Glen Condren
- Condren in 1972

No. 83, 70, 88
- Position: Defensive lineman

Personal information
- Born: June 10, 1942 (age 84) Fort Smith, Arkansas, U.S.
- Listed height: 6 ft 4 in (1.93 m)
- Listed weight: 251 lb (114 kg)

Career information
- College: Oklahoma
- NFL draft: 1964 (11th round, 152nd overall pick)
- AFL draft: 1964 (19th round, 147th overall pick)

Career history
- New York Giants (1965–1967); Atlanta Falcons (1969–1972);

Career NFL statistics
- Games played: 79
- Starts: 59
- Sacks: 12.5 (Unofficial)
- Fumble recoveries: 2
- Stats at Pro Football Reference

= Glen Condren =

American football player (born 1942)

Glen Paige Condren (born June 10, 1942) is an American former professional football player who was a defensive lineman in the National Football League (NFL). He played college football for the Oklahoma Sooners. Condren was selected in both the 1964 NFL draft by the New York Giants in the 11th round, with the Giants picking him as a "future" for the 1965 season, as well as in the 1964 AFL draft by the New York Jets in the 19th round.

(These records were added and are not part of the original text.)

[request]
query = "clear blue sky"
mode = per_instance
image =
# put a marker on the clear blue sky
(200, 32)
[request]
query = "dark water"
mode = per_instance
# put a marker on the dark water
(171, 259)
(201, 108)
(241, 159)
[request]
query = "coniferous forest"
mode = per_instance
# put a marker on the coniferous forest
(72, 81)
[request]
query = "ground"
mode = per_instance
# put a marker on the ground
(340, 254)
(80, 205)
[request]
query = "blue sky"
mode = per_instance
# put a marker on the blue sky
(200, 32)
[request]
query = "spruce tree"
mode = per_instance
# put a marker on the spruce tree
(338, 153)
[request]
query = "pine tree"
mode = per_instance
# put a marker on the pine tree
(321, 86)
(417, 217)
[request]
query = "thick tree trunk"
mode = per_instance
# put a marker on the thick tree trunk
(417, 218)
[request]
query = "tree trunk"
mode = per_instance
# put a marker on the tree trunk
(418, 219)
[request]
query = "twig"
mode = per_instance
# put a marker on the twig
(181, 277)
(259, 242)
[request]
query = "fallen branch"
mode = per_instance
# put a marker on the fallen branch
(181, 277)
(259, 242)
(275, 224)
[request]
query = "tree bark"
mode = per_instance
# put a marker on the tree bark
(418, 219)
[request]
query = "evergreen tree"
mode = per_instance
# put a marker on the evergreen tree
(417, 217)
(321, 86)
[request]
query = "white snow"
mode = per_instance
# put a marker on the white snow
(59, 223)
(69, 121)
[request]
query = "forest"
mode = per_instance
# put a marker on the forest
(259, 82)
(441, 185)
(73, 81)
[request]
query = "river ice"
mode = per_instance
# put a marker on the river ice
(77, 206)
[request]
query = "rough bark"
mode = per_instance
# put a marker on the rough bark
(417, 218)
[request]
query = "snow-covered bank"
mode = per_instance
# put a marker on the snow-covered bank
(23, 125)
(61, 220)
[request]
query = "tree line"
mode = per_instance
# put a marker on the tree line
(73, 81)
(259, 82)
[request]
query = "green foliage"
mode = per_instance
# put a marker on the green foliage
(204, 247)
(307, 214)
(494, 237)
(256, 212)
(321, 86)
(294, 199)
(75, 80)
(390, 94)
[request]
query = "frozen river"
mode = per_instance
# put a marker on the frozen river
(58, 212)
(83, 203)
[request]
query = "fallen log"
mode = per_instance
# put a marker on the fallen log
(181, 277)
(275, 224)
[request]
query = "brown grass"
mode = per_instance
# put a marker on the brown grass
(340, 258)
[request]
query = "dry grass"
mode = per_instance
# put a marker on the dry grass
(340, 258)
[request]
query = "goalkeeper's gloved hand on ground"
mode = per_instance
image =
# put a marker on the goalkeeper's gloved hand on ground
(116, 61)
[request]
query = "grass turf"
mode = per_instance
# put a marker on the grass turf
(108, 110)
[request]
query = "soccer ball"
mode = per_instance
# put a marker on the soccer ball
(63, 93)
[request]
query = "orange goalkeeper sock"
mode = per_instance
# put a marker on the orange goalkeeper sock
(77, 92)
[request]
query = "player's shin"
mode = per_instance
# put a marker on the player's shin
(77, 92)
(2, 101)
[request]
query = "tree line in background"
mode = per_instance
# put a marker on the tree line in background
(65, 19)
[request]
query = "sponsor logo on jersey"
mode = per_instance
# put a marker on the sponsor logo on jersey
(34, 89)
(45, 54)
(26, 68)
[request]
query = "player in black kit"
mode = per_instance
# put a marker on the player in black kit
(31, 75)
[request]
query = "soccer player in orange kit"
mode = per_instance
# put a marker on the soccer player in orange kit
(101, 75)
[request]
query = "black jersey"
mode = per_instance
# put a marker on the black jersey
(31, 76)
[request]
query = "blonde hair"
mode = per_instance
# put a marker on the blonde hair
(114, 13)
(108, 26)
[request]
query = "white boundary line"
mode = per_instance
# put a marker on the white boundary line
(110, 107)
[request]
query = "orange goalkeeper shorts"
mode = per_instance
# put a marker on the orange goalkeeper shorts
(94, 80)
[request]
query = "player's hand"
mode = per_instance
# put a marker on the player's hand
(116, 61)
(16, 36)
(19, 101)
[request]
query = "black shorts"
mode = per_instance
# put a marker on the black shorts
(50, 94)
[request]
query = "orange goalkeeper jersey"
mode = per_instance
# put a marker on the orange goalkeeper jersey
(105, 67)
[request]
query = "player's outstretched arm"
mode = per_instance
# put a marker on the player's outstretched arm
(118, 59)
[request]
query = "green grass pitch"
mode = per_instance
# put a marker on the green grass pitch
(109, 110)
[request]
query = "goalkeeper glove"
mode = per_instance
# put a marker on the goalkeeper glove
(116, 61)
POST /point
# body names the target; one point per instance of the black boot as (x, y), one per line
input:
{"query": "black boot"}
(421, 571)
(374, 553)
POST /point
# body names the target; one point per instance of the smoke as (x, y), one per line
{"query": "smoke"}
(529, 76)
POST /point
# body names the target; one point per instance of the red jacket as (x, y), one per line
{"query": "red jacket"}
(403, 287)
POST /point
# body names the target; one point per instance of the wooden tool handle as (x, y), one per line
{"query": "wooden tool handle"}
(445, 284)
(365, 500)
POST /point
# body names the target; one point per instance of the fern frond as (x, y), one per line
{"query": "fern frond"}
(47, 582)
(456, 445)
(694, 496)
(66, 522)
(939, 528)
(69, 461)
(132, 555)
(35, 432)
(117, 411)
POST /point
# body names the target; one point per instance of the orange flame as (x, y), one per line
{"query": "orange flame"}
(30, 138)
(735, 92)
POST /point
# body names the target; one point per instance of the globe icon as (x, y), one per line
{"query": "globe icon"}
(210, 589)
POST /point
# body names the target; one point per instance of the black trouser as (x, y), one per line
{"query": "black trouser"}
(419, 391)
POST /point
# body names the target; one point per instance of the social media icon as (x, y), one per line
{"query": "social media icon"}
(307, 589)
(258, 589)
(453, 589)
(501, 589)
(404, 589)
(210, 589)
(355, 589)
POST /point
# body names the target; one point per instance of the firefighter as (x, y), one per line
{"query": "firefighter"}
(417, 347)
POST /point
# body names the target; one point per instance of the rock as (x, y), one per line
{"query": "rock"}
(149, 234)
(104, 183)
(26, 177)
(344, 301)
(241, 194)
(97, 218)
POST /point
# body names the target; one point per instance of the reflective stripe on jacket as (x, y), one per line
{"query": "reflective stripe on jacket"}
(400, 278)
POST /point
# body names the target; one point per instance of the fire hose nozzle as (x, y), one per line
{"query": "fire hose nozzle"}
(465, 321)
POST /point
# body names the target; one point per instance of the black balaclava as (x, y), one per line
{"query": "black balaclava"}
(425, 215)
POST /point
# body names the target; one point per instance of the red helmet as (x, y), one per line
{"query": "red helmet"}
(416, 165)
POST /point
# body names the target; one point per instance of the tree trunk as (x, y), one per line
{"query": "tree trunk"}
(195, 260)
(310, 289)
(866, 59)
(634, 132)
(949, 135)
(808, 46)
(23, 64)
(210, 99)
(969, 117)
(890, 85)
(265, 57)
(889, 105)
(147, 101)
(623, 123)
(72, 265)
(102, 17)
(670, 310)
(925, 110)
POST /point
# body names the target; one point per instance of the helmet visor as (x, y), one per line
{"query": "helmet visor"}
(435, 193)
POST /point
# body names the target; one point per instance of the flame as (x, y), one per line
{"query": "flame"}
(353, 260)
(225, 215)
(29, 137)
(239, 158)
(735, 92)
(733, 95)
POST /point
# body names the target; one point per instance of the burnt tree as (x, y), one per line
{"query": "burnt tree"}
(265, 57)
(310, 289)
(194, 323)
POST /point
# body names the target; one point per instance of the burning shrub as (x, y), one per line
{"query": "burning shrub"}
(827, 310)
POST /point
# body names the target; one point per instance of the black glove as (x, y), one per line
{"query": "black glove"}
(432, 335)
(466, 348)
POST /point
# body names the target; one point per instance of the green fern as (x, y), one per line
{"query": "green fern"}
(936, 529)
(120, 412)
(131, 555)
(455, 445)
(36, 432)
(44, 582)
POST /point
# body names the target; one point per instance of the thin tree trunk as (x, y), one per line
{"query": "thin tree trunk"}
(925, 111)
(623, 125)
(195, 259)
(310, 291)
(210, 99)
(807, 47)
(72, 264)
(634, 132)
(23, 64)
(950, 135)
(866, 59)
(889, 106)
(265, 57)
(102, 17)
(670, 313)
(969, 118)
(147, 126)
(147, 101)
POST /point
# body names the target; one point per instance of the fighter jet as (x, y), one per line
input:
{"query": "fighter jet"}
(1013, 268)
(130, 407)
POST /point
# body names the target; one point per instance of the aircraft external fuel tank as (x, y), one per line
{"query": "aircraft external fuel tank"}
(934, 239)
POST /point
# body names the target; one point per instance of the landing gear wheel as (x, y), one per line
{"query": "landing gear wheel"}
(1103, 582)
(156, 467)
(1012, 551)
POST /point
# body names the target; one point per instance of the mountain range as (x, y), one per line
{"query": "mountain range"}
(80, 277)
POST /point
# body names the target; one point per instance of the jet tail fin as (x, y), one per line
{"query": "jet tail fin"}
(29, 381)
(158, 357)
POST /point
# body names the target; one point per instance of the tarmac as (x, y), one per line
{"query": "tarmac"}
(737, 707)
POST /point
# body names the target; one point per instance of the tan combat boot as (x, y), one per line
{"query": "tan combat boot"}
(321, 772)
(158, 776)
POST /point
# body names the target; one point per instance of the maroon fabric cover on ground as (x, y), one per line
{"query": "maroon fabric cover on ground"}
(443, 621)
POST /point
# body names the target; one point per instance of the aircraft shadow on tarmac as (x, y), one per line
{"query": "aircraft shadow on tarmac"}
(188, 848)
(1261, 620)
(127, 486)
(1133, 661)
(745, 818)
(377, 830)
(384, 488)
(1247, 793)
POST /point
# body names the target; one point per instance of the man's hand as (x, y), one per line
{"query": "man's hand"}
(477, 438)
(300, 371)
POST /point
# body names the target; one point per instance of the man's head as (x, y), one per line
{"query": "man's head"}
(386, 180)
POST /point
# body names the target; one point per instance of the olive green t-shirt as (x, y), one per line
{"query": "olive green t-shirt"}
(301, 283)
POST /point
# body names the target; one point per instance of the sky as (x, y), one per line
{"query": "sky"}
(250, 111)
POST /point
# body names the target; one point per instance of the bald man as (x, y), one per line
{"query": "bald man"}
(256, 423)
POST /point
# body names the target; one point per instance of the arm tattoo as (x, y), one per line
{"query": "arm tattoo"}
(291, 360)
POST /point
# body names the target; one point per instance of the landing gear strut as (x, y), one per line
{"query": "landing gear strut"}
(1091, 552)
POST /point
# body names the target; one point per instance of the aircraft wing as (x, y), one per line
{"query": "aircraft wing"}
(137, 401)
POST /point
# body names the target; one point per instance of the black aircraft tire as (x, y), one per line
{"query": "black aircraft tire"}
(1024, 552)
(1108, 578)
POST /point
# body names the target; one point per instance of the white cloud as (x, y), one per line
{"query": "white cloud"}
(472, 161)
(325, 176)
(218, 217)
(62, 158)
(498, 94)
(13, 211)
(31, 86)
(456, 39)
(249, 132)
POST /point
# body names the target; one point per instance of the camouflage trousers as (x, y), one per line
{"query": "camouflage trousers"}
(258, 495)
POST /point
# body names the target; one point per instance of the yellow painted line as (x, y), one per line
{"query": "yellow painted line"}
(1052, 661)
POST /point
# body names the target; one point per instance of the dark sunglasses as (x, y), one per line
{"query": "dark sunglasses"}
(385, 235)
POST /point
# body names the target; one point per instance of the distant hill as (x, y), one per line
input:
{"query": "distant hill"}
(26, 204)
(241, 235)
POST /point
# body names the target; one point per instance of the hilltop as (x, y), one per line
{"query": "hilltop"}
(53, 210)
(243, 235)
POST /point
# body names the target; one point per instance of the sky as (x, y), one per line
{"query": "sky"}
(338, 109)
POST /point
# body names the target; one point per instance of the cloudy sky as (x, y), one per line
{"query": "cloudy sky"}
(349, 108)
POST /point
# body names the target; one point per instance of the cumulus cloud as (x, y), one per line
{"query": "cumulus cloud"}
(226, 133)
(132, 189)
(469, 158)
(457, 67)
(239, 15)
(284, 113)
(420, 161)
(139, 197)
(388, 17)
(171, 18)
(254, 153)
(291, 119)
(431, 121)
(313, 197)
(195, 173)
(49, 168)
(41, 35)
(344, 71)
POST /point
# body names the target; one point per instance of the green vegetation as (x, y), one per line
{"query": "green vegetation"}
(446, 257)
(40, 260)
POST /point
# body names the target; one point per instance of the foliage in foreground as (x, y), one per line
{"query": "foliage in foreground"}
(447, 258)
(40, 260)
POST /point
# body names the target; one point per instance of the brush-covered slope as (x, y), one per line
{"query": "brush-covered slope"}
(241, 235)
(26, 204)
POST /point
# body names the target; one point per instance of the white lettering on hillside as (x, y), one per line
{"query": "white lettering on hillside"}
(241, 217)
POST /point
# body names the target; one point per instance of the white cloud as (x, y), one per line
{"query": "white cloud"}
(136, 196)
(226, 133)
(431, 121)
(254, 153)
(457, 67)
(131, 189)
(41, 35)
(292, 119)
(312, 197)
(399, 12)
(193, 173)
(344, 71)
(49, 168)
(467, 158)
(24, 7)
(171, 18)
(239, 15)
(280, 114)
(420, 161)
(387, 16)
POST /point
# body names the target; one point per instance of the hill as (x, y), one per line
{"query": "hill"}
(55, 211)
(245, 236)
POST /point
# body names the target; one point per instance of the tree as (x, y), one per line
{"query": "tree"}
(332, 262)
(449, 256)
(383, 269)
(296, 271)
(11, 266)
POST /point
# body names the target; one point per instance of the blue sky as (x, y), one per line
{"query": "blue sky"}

Condren signed with the Giants and played three seasons in New York, from 1965 to 1967. He suffered a knee injury during his rookie season and only saw action in 8 games before being sent home to rehabilitate. He was waived by the Giants ahead of the 1968 NFL season and claimed by the fledgling Atlanta Falcons, who sent him to play with a minor league affiliate in Huntsville, Alabama, the Alabama Hawks of the Continental Football League.

In 1969 Condren made the Falcons' regular season roster, working into the starting lineup for 1970 and 1971.

Condren is married and the father of four children.